September 10, 2021
The Healing Totem
- as seen by -Madeleine Thompson
In September 2002, nearly one year after the September 11 attacks, a gift with a profound history arrived at the Wildlife Conservation Society’s Bronx Zoo. The Healing Totem was sent as an act of peace and hope to the people of New York City from the youth participants of the One Voice Arts and Leadership Program of Monterey County, California. Twenty-three feet tall, the Healing Totem was carved from a 1,100-old yellow cedar that had been used in the 1920s to support a naval pier in Port Chicago, California. In 1944, the pier was destroyed in an accidental explosion that killed 320 people, nearly two-thirds of whom were Black cargo handlers who had not received proper training or safety equipment.
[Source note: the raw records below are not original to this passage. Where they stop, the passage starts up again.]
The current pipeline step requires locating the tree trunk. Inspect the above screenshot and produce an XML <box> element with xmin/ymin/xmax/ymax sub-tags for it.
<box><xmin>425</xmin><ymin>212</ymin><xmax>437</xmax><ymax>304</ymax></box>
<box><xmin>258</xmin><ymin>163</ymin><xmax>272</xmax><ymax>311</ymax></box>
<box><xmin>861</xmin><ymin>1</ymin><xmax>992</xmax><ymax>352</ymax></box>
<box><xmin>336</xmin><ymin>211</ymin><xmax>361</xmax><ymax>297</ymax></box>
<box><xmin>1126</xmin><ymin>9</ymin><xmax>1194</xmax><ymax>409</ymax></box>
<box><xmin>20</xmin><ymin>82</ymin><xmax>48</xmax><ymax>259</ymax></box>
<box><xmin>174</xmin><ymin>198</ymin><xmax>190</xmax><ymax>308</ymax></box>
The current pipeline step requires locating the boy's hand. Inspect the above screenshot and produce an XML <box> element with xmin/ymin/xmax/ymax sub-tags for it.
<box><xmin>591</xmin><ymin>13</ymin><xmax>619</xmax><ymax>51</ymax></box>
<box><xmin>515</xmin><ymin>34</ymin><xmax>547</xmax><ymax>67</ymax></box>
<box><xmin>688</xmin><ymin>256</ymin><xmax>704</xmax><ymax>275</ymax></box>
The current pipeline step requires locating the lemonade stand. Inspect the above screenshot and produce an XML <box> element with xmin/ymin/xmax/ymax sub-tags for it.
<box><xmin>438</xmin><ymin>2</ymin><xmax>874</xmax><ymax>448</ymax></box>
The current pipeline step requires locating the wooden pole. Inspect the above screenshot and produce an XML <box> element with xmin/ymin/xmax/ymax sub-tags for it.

WWII’s worst homeland disaster, the tragedy highlighted deep inequities in the US military and led to the desegregation of the US Navy.
The cedar survived the blast and eventually made its way to the One Voice Arts and Leadership Program, which brought local youth from disadvantaged communities together with a master carver from New Zealand to craft the Healing Totem for presentation to a community in need of healing. After the September 11, 2001 attacks on the World Trade Center, the Healing Totem’s destination became clear. It was erected in September 2002, with the support of New York City, near the start of the Mitsubishi Riverwalk at the Bronx Zoo. The photo here shows the carvers, program leaders, WCS and NYC officials, police, firefighters, and supporters who gathered for the Healing Totem’s installation.
Featuring a twisting double-helix pattern representing the continuity of nature and the interconnectedness of all living things, the base of the Healing Totem includes carvings of a grizzly bear, a bottlenose dolphin, a jellyfish, and other wildlife from across the world. Also carved within are the outlines of the hands of Monterey County police and firefighters who wanted to show their solidarity with their New York counterparts.
As we recognize the 20th anniversary tomorrow, we remember the nearly 3,000 people who died on September 11, 2001, including WCS retiree Timothy O’Sullivan, and the countless others whose lives were forever changed that day.